卷积神经网络入门：LeNet5（手写体数字识别）详解

第一张图包括8层LeNet5卷积神经网络的结构图，以及其中最复杂的一层S2到C3的结构处理示意图。

第二张图及第三张图是用tensorflow重写LeNet5网络及其注释。

这是原始的LeNet5网络：

import tensorflow as tf

from tensorflow.examples.tutorials.mnist import input_data

import time

# 声明输入图片数据，类别

x = tf.placeholder('float', [None, 784])

y_ = tf.placeholder('float', [None, 10])

# 输入图片数据转化

x_image = tf.reshape(x, [-1, 28, 28, 1])

#第一层卷积层，初始化卷积核参数、偏置值，该卷积层5*5大小，一个通道，共有6个不同卷积核

filter1 = tf.Variable(tf.truncated_normal([5, 5, 1, 6]))

bias1 = tf.Variable(tf.truncated_normal([6]))

conv1 = tf.nn.conv2d(x_image, filter1, strides=[1, 1, 1, 1], padding='SAME')

h_conv1 = tf.nn.sigmoid(conv1 + bias1)

maxPool2 = tf.nn.max_pool(h_conv1, ksize=[1, 2, 2, 1],strides=[1, 2, 2, 1], padding='SAME')

filter2 = tf.Variable(tf.truncated_normal([5, 5, 6, 16]))

bias2 = tf.Variable(tf.truncated_normal([16]))

conv2 = tf.nn.conv2d(maxPool2, filter2, strides=[1, 1, 1, 1], padding='SAME')

h_conv2 = tf.nn.sigmoid(conv2 + bias2)

maxPool3 = tf.nn.max_pool(h_conv2, ksize=[1, 2, 2, 1],strides=[1, 2, 2, 1], padding='SAME')

filter3 = tf.Variable(tf.truncated_normal([5, 5, 16, 120]))

bias3 = tf.Variable(tf.truncated_normal([120]))

conv3 = tf.nn.conv2d(maxPool3, filter3, strides=[1, 1, 1, 1], padding='SAME')

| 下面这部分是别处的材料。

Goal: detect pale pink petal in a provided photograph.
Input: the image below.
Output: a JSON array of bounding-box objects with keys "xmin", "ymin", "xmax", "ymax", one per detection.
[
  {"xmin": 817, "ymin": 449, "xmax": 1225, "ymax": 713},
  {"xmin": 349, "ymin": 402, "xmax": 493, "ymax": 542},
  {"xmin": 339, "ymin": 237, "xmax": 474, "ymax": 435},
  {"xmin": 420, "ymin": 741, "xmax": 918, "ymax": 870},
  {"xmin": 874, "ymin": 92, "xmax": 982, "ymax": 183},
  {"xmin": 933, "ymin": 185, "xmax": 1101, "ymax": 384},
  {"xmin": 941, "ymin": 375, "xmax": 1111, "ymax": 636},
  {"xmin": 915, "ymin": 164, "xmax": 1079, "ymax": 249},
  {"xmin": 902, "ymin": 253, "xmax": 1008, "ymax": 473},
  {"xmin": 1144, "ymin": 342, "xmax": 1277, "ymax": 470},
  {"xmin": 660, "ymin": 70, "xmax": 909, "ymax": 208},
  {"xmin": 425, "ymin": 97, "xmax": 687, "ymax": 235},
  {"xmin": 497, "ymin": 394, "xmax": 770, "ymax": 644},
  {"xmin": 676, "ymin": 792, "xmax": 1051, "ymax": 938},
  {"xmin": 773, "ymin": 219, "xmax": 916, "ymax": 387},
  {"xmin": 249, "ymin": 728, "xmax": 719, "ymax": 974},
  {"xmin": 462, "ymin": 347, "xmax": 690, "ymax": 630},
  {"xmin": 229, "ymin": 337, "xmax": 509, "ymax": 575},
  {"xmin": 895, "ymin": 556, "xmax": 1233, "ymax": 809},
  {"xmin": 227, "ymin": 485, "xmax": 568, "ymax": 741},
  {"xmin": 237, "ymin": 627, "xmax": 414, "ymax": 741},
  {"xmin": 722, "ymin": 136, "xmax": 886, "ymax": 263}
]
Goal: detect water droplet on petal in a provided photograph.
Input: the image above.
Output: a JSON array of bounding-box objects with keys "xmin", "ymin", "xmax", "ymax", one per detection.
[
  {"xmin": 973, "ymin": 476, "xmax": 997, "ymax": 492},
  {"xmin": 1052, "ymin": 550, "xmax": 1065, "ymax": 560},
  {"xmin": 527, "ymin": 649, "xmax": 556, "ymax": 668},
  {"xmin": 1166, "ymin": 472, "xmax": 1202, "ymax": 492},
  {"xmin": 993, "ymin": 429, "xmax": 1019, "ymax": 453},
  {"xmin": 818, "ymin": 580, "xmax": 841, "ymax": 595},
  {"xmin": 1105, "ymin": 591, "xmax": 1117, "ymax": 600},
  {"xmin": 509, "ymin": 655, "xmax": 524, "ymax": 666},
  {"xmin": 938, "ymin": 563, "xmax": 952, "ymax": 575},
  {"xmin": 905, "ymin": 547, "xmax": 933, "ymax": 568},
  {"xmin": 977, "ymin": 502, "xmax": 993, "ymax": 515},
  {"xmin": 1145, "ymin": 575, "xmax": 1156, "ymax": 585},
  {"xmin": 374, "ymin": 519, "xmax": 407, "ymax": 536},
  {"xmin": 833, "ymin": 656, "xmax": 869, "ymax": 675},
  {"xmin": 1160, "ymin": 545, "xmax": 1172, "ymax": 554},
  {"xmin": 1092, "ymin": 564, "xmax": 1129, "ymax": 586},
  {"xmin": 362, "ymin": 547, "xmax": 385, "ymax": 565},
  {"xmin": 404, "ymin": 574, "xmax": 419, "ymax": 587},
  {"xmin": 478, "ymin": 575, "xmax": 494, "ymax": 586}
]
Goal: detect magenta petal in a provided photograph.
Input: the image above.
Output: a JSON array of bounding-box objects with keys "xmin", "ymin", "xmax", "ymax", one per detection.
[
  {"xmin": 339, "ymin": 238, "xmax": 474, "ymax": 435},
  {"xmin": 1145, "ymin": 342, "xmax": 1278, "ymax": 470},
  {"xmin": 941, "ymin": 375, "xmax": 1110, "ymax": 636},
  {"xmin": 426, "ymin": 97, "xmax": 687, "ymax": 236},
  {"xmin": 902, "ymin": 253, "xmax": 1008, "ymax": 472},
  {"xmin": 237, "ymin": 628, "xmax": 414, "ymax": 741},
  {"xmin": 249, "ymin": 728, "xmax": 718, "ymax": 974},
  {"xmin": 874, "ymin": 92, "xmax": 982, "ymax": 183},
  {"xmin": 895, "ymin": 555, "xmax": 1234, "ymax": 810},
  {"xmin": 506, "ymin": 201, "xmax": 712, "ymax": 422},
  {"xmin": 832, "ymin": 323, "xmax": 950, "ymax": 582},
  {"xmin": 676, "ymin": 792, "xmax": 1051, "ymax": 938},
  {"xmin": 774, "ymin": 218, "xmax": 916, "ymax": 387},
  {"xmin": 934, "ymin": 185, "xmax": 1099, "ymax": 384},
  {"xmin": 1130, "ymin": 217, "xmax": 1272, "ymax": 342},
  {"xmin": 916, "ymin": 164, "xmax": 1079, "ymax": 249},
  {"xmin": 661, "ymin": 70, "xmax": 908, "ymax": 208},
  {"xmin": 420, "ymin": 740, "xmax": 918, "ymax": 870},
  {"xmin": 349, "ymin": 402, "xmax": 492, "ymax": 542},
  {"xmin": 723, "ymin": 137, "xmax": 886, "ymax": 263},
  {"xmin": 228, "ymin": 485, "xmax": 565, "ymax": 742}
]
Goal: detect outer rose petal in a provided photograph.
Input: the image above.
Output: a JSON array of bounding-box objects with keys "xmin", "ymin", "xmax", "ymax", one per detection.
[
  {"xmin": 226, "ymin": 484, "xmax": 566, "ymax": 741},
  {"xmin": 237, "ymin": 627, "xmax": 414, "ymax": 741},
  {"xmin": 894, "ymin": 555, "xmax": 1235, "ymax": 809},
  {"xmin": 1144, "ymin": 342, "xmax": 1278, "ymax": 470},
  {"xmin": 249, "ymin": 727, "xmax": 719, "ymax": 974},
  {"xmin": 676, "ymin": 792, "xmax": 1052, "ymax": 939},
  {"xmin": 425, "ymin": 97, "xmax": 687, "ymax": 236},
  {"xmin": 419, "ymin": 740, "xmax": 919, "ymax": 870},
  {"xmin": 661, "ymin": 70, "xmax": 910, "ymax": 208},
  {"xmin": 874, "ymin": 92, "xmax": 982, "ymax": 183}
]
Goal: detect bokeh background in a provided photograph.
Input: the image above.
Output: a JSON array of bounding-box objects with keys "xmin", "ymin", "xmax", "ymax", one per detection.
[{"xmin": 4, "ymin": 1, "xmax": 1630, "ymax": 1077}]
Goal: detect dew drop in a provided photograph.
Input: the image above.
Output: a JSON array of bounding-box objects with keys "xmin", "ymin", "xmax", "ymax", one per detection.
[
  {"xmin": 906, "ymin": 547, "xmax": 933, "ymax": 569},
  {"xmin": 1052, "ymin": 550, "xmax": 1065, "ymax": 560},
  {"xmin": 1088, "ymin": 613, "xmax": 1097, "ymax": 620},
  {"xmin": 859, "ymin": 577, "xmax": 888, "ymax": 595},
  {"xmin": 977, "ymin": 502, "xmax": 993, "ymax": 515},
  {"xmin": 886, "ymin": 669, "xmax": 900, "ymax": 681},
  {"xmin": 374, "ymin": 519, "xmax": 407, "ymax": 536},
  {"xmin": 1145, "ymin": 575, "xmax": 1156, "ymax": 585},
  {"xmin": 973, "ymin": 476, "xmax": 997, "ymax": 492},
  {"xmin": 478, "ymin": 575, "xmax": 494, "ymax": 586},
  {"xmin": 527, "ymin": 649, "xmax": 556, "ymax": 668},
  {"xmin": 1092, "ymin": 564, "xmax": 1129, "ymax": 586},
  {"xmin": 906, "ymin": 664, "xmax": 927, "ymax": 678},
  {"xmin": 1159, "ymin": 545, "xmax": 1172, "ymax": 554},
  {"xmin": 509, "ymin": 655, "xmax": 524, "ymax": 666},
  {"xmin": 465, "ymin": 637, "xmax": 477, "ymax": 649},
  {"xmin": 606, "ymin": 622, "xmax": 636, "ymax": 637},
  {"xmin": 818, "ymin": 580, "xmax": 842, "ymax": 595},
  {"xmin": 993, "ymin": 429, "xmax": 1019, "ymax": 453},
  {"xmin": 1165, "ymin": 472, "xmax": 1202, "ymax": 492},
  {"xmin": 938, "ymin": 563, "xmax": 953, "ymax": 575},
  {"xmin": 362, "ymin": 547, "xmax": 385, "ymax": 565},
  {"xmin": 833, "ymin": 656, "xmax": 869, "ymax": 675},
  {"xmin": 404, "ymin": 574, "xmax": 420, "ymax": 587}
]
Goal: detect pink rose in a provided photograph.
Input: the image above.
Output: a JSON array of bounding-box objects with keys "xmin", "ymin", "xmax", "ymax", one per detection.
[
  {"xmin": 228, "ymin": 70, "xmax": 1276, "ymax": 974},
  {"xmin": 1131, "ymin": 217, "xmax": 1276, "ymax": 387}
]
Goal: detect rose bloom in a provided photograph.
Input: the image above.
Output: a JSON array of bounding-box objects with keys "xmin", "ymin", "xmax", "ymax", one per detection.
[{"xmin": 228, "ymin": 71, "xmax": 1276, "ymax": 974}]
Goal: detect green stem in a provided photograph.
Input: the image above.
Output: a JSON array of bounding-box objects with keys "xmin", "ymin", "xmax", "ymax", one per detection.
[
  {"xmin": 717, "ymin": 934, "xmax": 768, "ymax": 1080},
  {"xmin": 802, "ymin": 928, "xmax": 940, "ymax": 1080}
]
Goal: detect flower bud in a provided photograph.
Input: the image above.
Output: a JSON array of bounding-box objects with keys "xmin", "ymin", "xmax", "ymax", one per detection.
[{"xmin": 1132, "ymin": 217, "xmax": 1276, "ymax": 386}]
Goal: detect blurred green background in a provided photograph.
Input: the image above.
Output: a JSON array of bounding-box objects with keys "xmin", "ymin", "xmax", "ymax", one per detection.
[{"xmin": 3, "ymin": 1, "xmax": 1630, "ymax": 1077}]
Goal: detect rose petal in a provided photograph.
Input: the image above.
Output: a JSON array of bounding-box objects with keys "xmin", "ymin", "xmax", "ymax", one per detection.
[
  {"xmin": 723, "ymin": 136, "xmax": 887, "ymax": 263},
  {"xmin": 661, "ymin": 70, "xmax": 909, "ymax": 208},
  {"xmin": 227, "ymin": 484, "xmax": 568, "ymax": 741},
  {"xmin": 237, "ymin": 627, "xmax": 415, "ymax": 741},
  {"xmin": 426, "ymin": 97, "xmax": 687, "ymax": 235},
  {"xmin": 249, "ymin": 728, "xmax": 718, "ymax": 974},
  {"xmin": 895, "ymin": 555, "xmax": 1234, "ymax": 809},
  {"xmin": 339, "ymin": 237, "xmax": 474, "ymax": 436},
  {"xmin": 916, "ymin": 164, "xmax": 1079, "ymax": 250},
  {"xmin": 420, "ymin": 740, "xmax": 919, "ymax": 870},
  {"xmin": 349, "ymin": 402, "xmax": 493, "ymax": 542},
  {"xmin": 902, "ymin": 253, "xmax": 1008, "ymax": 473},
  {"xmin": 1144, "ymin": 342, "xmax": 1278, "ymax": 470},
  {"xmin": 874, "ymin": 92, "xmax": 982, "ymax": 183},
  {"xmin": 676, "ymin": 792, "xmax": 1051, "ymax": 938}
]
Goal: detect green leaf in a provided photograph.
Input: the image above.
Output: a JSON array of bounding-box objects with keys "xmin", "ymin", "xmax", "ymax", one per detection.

h_conv3 = tf.nn.sigmoid(conv3 + bias3)

# 全连接层

# 权值参数

W_fc1 = tf.Variable(tf.truncated_normal([7 * 7 * 120, 80]))

# 偏置值

b_fc1 = tf.Variable(tf.truncated_normal([80]))

# 将卷积的产出展开

h_pool2_flat = tf.reshape(h_conv3, [-1, 7 * 7 * 120])

# 神经网络计算，并添加sigmoid激活函数

h_fc1 = tf.nn.sigmoid(tf.matmul(h_pool2_flat, W_fc1) + b_fc1)

# 输出层，使用softmax进行多分类

W_fc2 = tf.Variable(tf.truncated_normal([80, 10]))

b_fc2 = tf.Variable(tf.truncated_normal([10]))

y_conv = tf.nn.softmax(tf.matmul(h_fc1, W_fc2) + b_fc2)

# 损失函数

cross_entropy = -tf.reduce_sum(y_ * tf.log(y_conv))

# 使用GDO优化算法来调整参数

train_step = tf.train.GradientDescentOptimizer(0.001).minimize(cross_entropy)

sess = tf.InteractiveSession()

# 测试正确率

correct_prediction = tf.equal(tf.argmax(y_conv, 1), tf.argmax(y_, 1))

accuracy = tf.reduce_mean(tf.cast(correct_prediction, "float"))

# 所有变量进行初始化

sess.run(tf.initialize_all_variables())

# 获取mnist数据

mnist_data_set = input_data.read_data_sets('MNIST_data', one_hot=True)

# 进行训练

start_time = time.time()

for i in range(20000):

    # 获取训练数据

    batch_xs, batch_ys = mnist_data_set.train.next_batch(200)

    # 每迭代100个 batch，对当前训练数据进行测试，输出当前预测准确率

    if i % 2 == 0:

        train_accuracy = accuracy.eval(feed_dict={x: batch_xs, y_: batch_ys})

        print("step %d, training accuracy %g" % (i, train_accuracy))

        # 计算间隔时间

        end_time = time.time()

        print('time: ', (end_time - start_time))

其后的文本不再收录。